When I was on the Science and Technology Committee back in 2018, I got us to do a report on screen time, social media and children’s mental health. Back then, the evidence was already very concerning, but by now every alarm bell should be ringing. Over the last decade, there has been an explosion in mental health problems among young people all over the world, over the exact same period that smartphones and social media have become dominant in children’s lives. The growth in mental health problems is focused almost entirely on young people, not older people. Children now get smartphones at a very early age. As the Education Committee pointed out in a good report last year, one in five of the UK’s three and four-year-olds now has their own smartphone. By the end of primary school, four out of five kids have a smartphone.

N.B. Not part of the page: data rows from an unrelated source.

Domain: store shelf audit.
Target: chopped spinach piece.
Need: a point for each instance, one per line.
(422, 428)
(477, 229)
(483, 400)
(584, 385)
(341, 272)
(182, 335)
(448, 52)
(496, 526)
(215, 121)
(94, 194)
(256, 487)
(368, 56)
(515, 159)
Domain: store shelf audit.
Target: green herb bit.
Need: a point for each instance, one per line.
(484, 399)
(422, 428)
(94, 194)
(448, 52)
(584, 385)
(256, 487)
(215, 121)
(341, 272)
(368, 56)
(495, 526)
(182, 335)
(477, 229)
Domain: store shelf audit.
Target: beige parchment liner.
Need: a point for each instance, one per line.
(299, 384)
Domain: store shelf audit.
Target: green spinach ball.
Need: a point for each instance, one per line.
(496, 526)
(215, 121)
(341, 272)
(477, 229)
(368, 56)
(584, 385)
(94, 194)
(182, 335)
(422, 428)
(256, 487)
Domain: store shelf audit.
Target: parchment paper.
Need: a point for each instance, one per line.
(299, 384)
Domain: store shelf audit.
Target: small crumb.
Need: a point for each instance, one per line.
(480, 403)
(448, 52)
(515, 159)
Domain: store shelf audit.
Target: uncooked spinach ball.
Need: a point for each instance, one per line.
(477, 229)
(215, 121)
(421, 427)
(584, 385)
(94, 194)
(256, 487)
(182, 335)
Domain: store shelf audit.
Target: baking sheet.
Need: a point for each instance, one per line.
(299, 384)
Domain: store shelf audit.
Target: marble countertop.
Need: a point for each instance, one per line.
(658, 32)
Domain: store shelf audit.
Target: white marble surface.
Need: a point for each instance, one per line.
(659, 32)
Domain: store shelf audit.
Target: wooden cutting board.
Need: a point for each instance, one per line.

There are many different ways in which smartphones and social media cause problems for children. They displace time in the real world with friends. US data, for example, shows that prior to 2012 children spent over two hours a day with friends, but that had halved by 2019. The proportion of children feeling lonely and isolated at school has exploded all over the developed world. But smartphones are not just a time sink; there is also the lack of sleep. Children are tired in school, attention deficit hyperactivity disorder has increased massively and concentration is impaired. This is a feature, not a bug. Apps are designed to be addictive and drip feed users dopamine.

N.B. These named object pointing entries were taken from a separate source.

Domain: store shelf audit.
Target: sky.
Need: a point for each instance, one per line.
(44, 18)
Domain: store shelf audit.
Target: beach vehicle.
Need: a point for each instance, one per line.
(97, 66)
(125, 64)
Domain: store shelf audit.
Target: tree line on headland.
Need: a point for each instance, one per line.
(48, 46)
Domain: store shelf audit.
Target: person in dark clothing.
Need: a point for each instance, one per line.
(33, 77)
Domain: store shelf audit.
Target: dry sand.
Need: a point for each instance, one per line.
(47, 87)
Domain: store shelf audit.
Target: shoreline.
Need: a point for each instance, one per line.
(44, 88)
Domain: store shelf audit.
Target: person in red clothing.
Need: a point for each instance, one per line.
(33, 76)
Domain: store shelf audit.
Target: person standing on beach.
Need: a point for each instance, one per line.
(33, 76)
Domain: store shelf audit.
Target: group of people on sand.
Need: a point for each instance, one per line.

At a recent school meeting that I organised in my constituency, I heard from local doctors about how excessive screen time is damaging eyesight and giving young kids the kind of back problems that one might expect from someone in late middle age. Eight out of 10 children are exposed to violent porn before the age of 18, many at a really young age. The average age at which kids see porn is now 13. The shift to a smartphone-based childhood is also leading children to be exposed to graphic violence, sextortion and self-harm encouragement, and is doing terrible things to girls’ self-image. According to the Office for National Statistics, one in five children aged 10 to 15 says they have been bullied online, and 72% of that is happening during school time.

As well as being bad in their own right, these negative effects come together to damage education. Although a ban of phones in schools cannot fix everything, it is a vital first step and can make a big difference in itself. I spoke to one headteacher who said that when they went from a policy of phones not being out to a full, “start of the day to end of the day” ban, with phones being handed in, the number of detentions they had to hand out fell by 40%, and teacher recruitment and retention improved, too.